6. Internet of Things (IoT)
The Internet of Things (IoT) connects devices from all over the world through the internet. According to Deloitte, with the IoT, sensors collect, communicate, analyse, and act on information, offering new ways for technology, media and telecommunications businesses to create value—whether that’s creating entirely new businesses and revenue streams or delivering a more efficient experience for consumers.
Because of its convenience, many individuals and businesses are taking advantage of IoT, but the very thing that makes them convenient also makes them vulnerable. Hackers can exploit internet connectivity as an access point to steal data.

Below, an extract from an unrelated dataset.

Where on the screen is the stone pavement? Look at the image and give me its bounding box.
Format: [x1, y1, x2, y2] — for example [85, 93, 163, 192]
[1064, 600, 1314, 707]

As companies increasingly rely on IoT devices, many experts predict this will be one of the biggest cyber threats in the coming years.
A Fortune Business report indicates that the Internet of Things (IoT) market is likely to grow to $1.1 trillion by 2026.
7. Cryptojacking
Cryptojacking is a type of cybercrime that involves the unauthorised use of people's devices (computers, smartphones, tablets, or even servers) by cybercriminals to mine for cryptocurrency. Like many forms of cybercrime, the motive is profit, but unlike other threats, it is designed to stay completely hidden from the victim.

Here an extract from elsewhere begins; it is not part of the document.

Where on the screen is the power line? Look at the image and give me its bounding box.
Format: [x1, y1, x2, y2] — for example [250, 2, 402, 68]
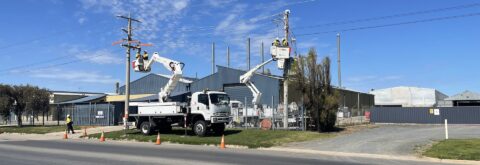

Mining for cryptocurrency requires immense amounts of computer processing power, therefore hackers make money by secretly piggybacking on someone else’s systems. For businesses, cryptojacked systems cause serious performance issues and costly downtime as IT teams track down and remove cryptojacking code.
8. Formjacking
Formjacking is a type of cyber attack where hackers inject malicious JavaScript code into a webpage form–most often a payment page form. When a site visitor enters their payment card information and hits submit, that malicious code collects the payment card number–as well as other information like the customer’s name, address, and phone number. The code then sends this information to another location of the attackers’ choosing.
In many cases, cybercriminals hijack the checkout page on eCommerce sites to steal financial information and credit card numbers. The goal is to skim valuable data submitted on the forms. Symantec’s Internet Security Threat Report shows formjacking dramatically increased. The report showed an average of 4,800 websites are compromised with formjacking code each month.
9. Third-Party Exposure
Many attacks start with outdated software. Not staying up-to-date with software patches can leave companies vulnerable to information security breaches and as soon as attackers learn of a software vulnerability, they can exploit it to launch a cyber attack.
Patch management is the process of distributing and applying updates to software. These patches are often necessary to correct errors (also referred to as “vulnerabilities” or “bugs”) in the software.
10. Endpoint Security
As more companies move resources into the cloud and rely on remote workstations, the attack surface increases. The challenge for organisations is how best to secure these off-premise systems and personal devices. Endpoint attacks are frequently used by cybercriminals to gain access to larger networks. By requiring endpoint devices to meet security standards before being granted network access, enterprises maintain greater control to effectively block cyber threats and attempts.